Part of the solution was to engage the students with one another in small groups. As a class, they start by reading Andrew Shapiro's The Control Revolution and Lawrence Lessig's The Future of Ideas: The Fate of the Commons in a Connected World, books that set up a basic dialectic that informs the whole semester. "The world contains Internet pessimists and Internet optimists," explains Rogerson, "those who believe that the Internet and accompanying technologies can change the world for the better, and those who believe that the Internet is just going to give those in control more control. When we're talking about privacy, we talk about privacy-optimism and privacy-pessimism, and that makes for a nice basis for the course."

They have discussions on democratic pluralism, political aspects of the Internet Corporation for Assigned Names and Numbers (the nonprofit group that parcels out domain names), the basics of policy-making theory. They invite such guest speakers as the technology reporter for MSNBC.com in Seattle, who specializes in covering "hacktivists"--computer hackers with a moral mission; a computer security expert for the National Institute of Environmental Health Sciences, who discusses the changing face of security on government websites; and Brian Cantwell-Smith, Duke's Kimberly J. Jenkins University Professor of New Technologies and Society, who talks about the normative dimensions of computing.
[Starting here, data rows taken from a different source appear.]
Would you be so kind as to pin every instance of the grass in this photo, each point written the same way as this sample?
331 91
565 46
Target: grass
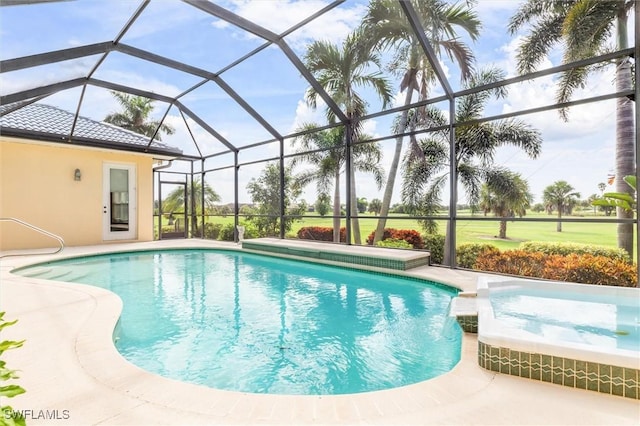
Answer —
473 231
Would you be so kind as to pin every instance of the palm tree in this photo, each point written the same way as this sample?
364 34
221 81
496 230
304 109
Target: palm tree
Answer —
583 29
175 201
326 151
561 196
340 72
135 116
505 194
388 29
424 175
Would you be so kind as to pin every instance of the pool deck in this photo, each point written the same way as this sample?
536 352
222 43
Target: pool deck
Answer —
71 370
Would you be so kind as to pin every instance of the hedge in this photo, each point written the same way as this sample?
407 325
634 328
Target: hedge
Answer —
575 248
580 268
435 244
467 253
411 236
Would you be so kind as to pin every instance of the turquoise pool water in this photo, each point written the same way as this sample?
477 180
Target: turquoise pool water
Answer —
249 323
588 319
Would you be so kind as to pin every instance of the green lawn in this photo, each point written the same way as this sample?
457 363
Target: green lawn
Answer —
482 232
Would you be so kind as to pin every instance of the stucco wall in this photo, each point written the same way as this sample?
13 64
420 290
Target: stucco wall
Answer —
37 185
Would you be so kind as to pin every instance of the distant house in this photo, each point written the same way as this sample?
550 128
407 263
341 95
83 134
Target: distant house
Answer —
92 187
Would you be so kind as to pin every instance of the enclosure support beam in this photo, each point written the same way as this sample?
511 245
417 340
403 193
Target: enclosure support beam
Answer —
236 200
282 189
348 175
637 120
450 249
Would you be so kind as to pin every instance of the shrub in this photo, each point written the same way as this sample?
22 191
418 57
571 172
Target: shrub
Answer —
590 269
212 230
514 262
411 236
435 244
394 243
467 254
580 268
226 231
575 248
320 233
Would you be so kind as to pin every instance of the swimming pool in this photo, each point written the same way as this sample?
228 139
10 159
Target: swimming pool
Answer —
250 323
577 335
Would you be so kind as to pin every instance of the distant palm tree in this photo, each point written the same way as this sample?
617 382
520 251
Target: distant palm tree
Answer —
387 28
583 29
561 196
326 151
135 116
375 205
340 71
425 175
505 194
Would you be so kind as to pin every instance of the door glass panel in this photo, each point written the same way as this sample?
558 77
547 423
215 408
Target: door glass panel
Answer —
119 189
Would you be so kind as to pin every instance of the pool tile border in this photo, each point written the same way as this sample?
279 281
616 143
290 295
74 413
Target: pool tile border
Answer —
323 254
592 376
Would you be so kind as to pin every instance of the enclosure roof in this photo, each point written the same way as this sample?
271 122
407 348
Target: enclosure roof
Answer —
48 123
191 71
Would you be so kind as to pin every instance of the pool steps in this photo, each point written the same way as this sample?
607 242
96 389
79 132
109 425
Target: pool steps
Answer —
45 273
464 308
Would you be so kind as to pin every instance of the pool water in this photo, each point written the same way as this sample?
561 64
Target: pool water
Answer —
250 323
593 320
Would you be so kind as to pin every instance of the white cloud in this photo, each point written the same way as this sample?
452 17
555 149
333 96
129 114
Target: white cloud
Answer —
332 26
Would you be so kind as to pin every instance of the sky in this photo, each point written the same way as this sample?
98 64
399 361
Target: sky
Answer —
580 151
Students spend the first half of the term studying domestic issues in the United States--the digital divide, the Internet in campaigns, interest groups, and elections. Online voting isn't yet a burning issue anywhere in the world but here, even though the populations of countries such as Estonia are far more "wired." Then comes Internet regulation, taxation, and free-speech issues--also peculiar to the U.S., Rogerson says, because unlike even our closest European cousins, we treat free speech as an inherent right rather than one that must be created through legislation.

The second half of the class concentrates on international issues, and the room always seems to contain an international student or two to add thoughtful perspective and a dose of non-virtual reality. Here they look into global information infrastructure, Internet governance and history, and, of course, e-commerce. In their final week, they cover computer-based terrorism and cyberwarfare.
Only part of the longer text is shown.